Scott McClellan, the White House press secretary, defended the loaded question and the questionable questioner. "He, like anyone else, showed that he was representing a news organization that published regularly," McClellan said. "In this day and age, when you have a changing media, it's not an easy issue to decide, to try to pick and choose who is a journalist."

Here at home, Bass was given what some called a "state funeral" by San Francisco's political community after Bass died of AIDS last Thanksgiving. Months earlier, Bass had talked his way into the City Hall press corps with no journalism experience and a web page that PJ Corkery of the Examiner recently reviewed as "mostly illiterate."

In the wake of the Joefire episode, the San Francisco Police Department has begun to weed out what it considers ineligible recipients of the press passes it issues to people who report breaking news in San Francisco. One of the first casualties is the San Francisco Call. The SFPD denied Call reporter Betsey Culp's request to renew a press pass she has held since 1998.
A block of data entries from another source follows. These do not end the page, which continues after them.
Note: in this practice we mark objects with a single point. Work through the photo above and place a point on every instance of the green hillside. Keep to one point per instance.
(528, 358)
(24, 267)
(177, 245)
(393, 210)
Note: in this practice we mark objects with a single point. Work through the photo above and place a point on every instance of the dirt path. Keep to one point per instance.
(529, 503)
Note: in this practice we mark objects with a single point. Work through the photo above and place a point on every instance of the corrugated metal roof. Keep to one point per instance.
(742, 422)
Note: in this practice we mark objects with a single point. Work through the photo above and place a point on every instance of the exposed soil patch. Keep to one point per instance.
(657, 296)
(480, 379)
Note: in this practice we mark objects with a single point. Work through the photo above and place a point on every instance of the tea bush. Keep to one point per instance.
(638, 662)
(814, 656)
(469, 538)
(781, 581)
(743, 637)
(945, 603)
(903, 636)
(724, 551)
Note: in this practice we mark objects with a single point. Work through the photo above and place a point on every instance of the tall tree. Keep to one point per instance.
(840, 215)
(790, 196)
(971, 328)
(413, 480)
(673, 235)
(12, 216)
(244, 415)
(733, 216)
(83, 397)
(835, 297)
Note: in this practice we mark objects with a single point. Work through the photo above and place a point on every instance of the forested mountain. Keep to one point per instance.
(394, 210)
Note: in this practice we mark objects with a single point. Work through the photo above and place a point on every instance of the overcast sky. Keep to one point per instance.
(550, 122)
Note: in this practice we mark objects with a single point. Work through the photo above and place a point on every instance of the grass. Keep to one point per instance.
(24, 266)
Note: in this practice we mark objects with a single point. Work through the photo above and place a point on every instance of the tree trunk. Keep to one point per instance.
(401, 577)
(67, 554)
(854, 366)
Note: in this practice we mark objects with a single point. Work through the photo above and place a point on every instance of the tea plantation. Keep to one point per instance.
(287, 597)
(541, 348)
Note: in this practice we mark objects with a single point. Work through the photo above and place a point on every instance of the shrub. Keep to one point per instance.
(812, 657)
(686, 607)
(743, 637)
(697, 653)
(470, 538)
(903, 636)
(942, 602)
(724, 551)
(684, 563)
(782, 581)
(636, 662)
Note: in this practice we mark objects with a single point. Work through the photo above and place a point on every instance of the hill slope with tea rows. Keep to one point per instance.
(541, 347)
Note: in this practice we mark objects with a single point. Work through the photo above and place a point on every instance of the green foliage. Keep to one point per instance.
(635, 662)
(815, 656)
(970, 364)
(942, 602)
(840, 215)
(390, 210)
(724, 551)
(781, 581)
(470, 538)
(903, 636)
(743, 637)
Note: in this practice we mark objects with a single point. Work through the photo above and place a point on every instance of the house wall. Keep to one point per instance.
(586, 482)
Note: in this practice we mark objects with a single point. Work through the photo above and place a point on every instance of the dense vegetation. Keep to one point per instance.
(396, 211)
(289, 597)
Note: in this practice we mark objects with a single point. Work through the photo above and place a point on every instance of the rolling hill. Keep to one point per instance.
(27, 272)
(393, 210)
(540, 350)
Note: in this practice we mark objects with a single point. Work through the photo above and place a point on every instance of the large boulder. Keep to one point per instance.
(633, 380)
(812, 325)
The Call, once ubiquitous in print, has been publishing only online for several months. The public affairs office of the SFPD says The Call is disqualified from receiving the credential, which technically only allows reporters to cross police lines while covering breaking news. In practice, authorities use the passes to mediate access to press conferences and photo opportunities such as inaugurations and VIP visits.

Culp is crying foul. She says she's entitled to the same access given to the Chronicle and others. She has posted an account of her struggle at SFCall.com. It would be a shame to disenfranchise the Call at a time when small outlets and bloggers are emerging as viable alternatives to corporate media. In the Year of the Rooster it only benefits the Foxes to punish the Calls for the Joefires.

Meanwhile, another voice is gone from the print world. Veteran weekly newspaper columnist Wayne Friday has retired from the Bay Area Reporter after 30 years on the beat. Congratulations to the man who was called "the Herb Caen of the Castro" by Herb Caen himself!

Other questions linger for another year. Why are there always cherry blossoms weeks before Cherry Blossom Festival? How can anybody live in North Beach and not know the difference between a Dolphin and a Rower?

In closing, a confession. I make it on bended knee, humble pie crumbs dancing liberally in my whiskers along with crow feathers. I'm actually beginning to like the new Union Square.